I've been renting a really nice place that we love for about a year now. It was amazing the places that were for rent when I was looking, and how they contrasted with places I was looking to buy just a few weeks earlier. For less of a monthly payment, we were looking at easily 2 or 3 times the sf in areas of Roseville, Laguna and El Dorado Hills.
This house is so much nicer than the house I rented in 1998, with a larger yard, in a very good neighborhood, and for only about $300 more than I was paying back then. It is much nicer than the condo I lived in for 3 years and sold last year.
People generally prefer to rent a house when they can, to avoid noise and parking problems and all the problems that come with living in too-close proximity to people you aren't motivated by love or common interests to get along with.
It's a great market for rental homes right now, not to mention condo sales that aren't happening and will revert to apartments.

Perfect Storm said...

Happy Renter,

I doubt bankruptcy will help these flippers, first the bankruptcy laws have changed to make it harder and bankruptcy only delays a foreclosure, plus it ticks off the lender.

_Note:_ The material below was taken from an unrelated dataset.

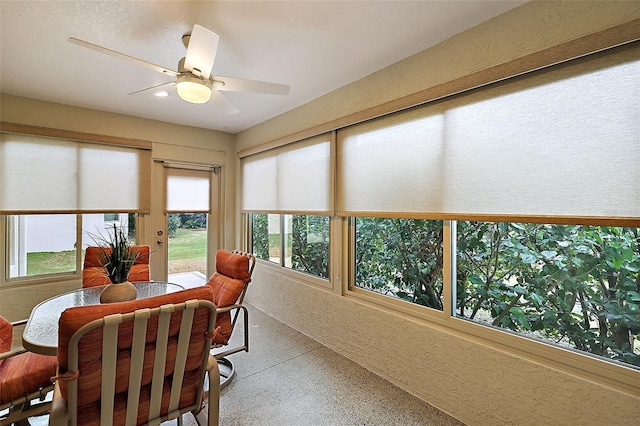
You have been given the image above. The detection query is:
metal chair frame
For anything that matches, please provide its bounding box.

For those underwater judical foreclosure could be in the cards where lender goes after other assets and future wages to pay for the difference between what the house foreclosed for and the debt owed.

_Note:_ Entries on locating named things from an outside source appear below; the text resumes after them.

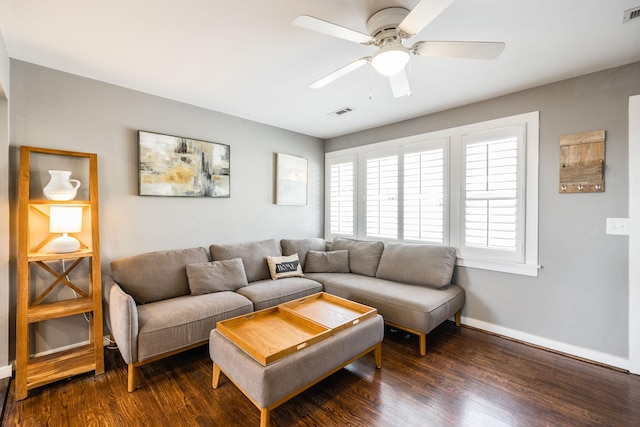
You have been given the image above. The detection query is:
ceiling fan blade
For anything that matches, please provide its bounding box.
[411,41,506,59]
[398,0,454,37]
[292,15,373,44]
[309,56,371,89]
[389,69,411,98]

Just enjoying the view looks like the market has a long way to tumble.

Anonymous said...

H.R.

There is no strategy for someone buying two homes for $1,520,000 using 100% financing. Her purchase price is $400,000 over the market. Her payments with PITI + HOA + bonds + maintenance and management will total over $11,000/month. The gross rental income is $3,500/month.

She will have a $7,500/month negative cash flow. Yes, $90,000/year.

I think Anon 8:47 has it right...felony mortgage fraud. She may be a straw buyer for the builder or some criminal network. This is happening all over Sacramento in the last few months. There are some pretty motivated home builders.....

Anonymous said...

jr,
It makes no sense at all and must be mortgage fraud as usual.She has lots of reserve cash to make up for the loss in payments every month.Isn't that a great business model. Hopefully the market will continue to go down and flush them out. It is real obvious no one seems to enforce the crooked appraisal business.I wonder if she got kickbacks from other homeowners in the subdivsion since she raised the comps. Now everyone can go to the housing atm more, brilliant.

Anonymous said...

Anon 3:11,

Kickbacks from the other homeowners? Are you kidding? These Flippers are all buried in their own mess and can't dump their houses. There are 5 in foreclosure on this street for average loans $100,000 UNDER what this lady paid. Ask her how she likes this plan in a year, when these houses are foreclosed and she has personal debt for of $300,000 for the second mortgages.

The best part of this "business model", as you call it, is all these fraudsters will go to jail and become tenants, instead of landlords.

It is a felony and the lenders are on to them. Just watch it all go down in the next few months. It will be the story of 2007 in Sacramento. You can't cheat Wall Street out of $100,000,000 and not pay the price. It only takes a few hundred home buyers playing this fraud game and I bet there are more than that in Rancho Cordova alone.

The gloves will come off soon enough.

Anonymous said...

Over the last 3-4 months, I have seen several young couple friends move out of apartment complexes and rent new/almost new homes. One couple is renting directly from the builder who was unable to sell the house. Seems like they've concluded that prices are going to continue to drop for the next few years and they might as well enjoy a yard/garage/privacy at less than half the cost of a monthly mortgage payment.